Buat apa saya nonton film kembali di tengah program sidang akhir...?
Yah..mungkin untuk kembali mengidentifikasi diri sendiri sebagai bagian dari sebuah lakon besar yang sedang berjalan? Atau ingin menikmati konflik dan dilema kehidupan manusia dan mencoba bercermin darinya? Atau kebutuhan mengapresiasi seni, seperti apapun seni itu di apresiasi? Atau memang benar (jangan-jangan) hanya untuk hiburan semata? Entahlah, yang jelas ada kebutuhan, yang mungkin berbeda-beda pada tiap orang. Dan demi kebutuhan itu pula saya nonton film lagi ditengah persiapan sidang akhir. (yah...lumayan cukup rasionallah alasannya).

Praktis, selama seminggu kemarin saya pun menyisipkan waktu, diberbagai persiapan menghadapi sidang, untuk nonton beberapa film, diantaranya: beat the drum, when did you last see your father, YUI, dirty pretty things, the ant bully, flash of genius, love (ini film korea judul aslinya saya ga tau..tapi cuma gara-gara foldernya saja berjudul love ya saya tulis juga dengan judul yang sama- entarlah saya updet lagi kalau ketemu), DOA, Rescue Dawn, Eagle Eye, Mirror, lion, death race, dan beberapa lagi. Mana yang menarik?? Beat the drum, YUI (soundtracknya keren pula), Love, dan film lama Dirty pretty thing’s.

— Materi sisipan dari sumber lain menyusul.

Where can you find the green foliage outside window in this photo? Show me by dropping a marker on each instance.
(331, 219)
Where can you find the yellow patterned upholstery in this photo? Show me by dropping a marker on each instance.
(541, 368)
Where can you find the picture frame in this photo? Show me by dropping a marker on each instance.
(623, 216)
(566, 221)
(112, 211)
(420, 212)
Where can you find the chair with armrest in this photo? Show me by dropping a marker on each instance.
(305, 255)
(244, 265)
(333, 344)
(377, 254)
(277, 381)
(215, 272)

Dan agar tidak semuanya dikatakan sia-sia, maka saya tulis dikit dari hasil menononton film yang lumyan menarik itu. Dari nonoton film itu pula saya berani bilang sekarang.

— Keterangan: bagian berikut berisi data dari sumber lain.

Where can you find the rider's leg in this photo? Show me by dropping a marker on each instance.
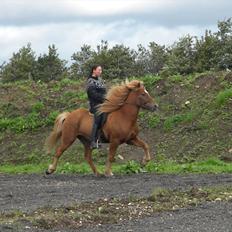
(96, 127)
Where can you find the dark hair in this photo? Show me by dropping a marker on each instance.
(94, 67)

Bahwa selalu ada manusia yang akan berusaha dan berjanji untuk berada di sisi manusia lain yang membutuhkan tempat bersandar. Bukan, bukan karena sok kuat, bahkan bukan karena merasa diri mampu memberi tumpangan sandaran yang nyaman. Bukan pula karena ia telah selesai dan beres dengan masalah dirinya sendiri. Tapi semata karena sadar bahwa hidup emang paling pas dijalani dengan saling bersandar satu sama lain, saling melengkapi. Saling menolong. kalau kata Einstein "Only a life lived for others is worth living."

Karena hidup, seperti apapun terjalaninya, tidak bisa dilihat secara ekstreem: banyak problem tapi kita masih bisa selalu betah, sebab hidup tak pernah menjadi proses yang soliter. Banyak kesulitan, namun kita selalu berusaha menyimpan getir dan pahit untuk ditelan sendiri, sebab masih banyak orang menyenangkan di sekitar kita.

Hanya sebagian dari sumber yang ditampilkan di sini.